How to Describe Grief to a Child
Grief in teens and children is complicated and very different from one age group to the next. Young children express their sorrow by acting out, withdrawing, and in other ways that their parents and caregivers might miss out on the cues. Older children and teens might experience grief in many ways that adults do.
Where most children know and understand how they're feeling, many don't understand why they feel the way they do. Children and teens need help with the grieving process, and may lack the proper support. Adults responsible for them may also be struggling to cope with their grief on top of their own. Here are some ideas to help a grieving child understand what's happening.
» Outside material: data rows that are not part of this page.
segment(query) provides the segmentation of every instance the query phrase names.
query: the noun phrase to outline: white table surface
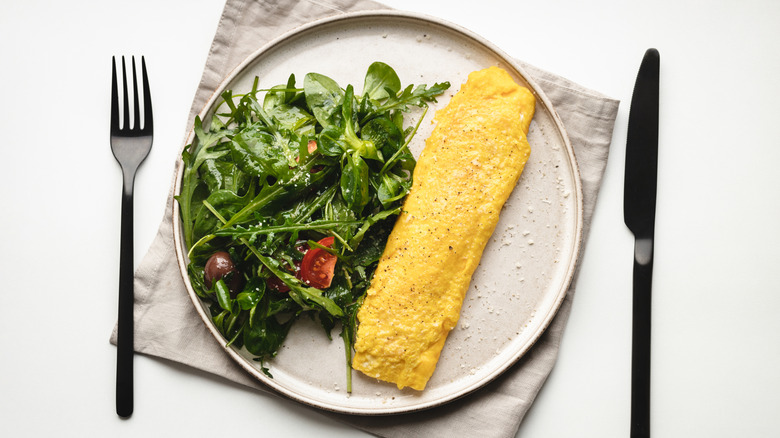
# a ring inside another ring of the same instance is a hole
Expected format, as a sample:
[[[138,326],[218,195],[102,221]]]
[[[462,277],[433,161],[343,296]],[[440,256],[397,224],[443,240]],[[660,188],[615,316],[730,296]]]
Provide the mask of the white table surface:
[[[659,49],[662,72],[654,436],[778,436],[780,2],[385,3],[470,28],[622,101],[560,357],[519,436],[628,435],[633,239],[622,186],[631,91],[648,47]],[[137,263],[162,217],[222,6],[3,2],[2,435],[366,435],[144,356],[133,417],[114,412],[121,178],[108,142],[110,58],[145,55],[154,95],[154,148],[135,186]]]

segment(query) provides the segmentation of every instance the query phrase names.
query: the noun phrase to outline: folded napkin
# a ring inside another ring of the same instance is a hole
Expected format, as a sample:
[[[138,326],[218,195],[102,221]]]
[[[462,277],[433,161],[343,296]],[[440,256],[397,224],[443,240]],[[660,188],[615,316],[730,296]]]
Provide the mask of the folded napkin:
[[[227,0],[188,126],[222,79],[269,40],[329,15],[382,8],[367,0]],[[533,66],[523,66],[552,101],[574,147],[584,192],[585,239],[607,162],[618,101]],[[172,193],[173,187],[158,233],[135,273],[135,350],[272,393],[224,352],[195,311],[174,252]],[[576,275],[560,310],[536,345],[511,369],[475,393],[417,413],[361,417],[323,411],[323,415],[385,437],[515,436],[555,363],[575,283]],[[115,337],[116,330],[111,343],[116,343]]]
Death is a permanent part of life
The death of a loved one or pet can be a child's first experience with grief. Young children usually don't understand that death is permanent, and they may not know why they're feeling out of sorts. Suffering can include a lot of different feelings that may be confusing children and teens even when they recognize death as irreversible.
When you break down grief to a basic understanding of feeling sad when you lose someone or something very special to you, a child may begin associating sadness with suffering. Older children will need a more thorough explanation of what they're going through to understand their emotions and the grieving process.
Life isn’t always fair
Death may seem unfair to a child and can create a lot of stress and anxiety. They may be afraid that death happens to people suddenly and unexpectedly, causing them to suffer unnecessarily.
Explain to children that death happens to everyone eventually and is a natural part of life. They need to understand that although everyone eventually dies, this doesn't mean they will be the next ones to die and that death isn't contagious. It's not something they can catch from someone else or the person they know who died.
This loss isn’t your fault
When a loved one or pet dies, children of any age might feel responsible for their death. They must understand that nothing they did or didn’t do caused their loved one or pet to die. Death is a natural part of life that happens to everyone at some point, regardless of whether they’re young or old.
Children also need to know that death is irreversible and no amount of wishful thinking will bring back their loved ones, but there are ways they can remember them that will keep their memory alive.
You can’t predict how you feel
Grief has its unique way of showing up in each person. No one will ever feel the same about a loss, even if they’re mourning the same individual or thing. The way one person experiences their sorrow will always be different from anyone else. Children need to understand that they may feel one way today and utterly different tomorrow, and there’s nothing wrong with any of it.
There will be days when it may be challenging for them to concentrate or interact with their friends and family. They may feel angry one day or feel like being left alone on another. However they’re feeling, it’s essential to talk about it with a friend or trusted adult who can help them sort through their grief.
Grief can be lonely
When a child's feelings and emotions come rushing in after suffering through the death of a loved one, sometimes it feels like their little hearts will explode. It can be challenging for children to talk about these things because they may think no one understands. But although their loss may be a bit confusing for them right now, they'll start to feel better in time.
Grief takes time to get through, and the pain of loss can cause them to feel lonely and alone. Children can find ways to stay connected to their loved ones through art, poetry, or music to get through this tough time.
The Many Faces of Grief
The grief experience is a unique part of life for each suffering from the death of a loved one or similar trauma. There’s no way to describe to someone what grief feels like because there are so many types of losses in life. While one person may find an experience profoundly painful to survive, another may not be affected the same. Each person must go through their sorrow to know what it feels like to grieve.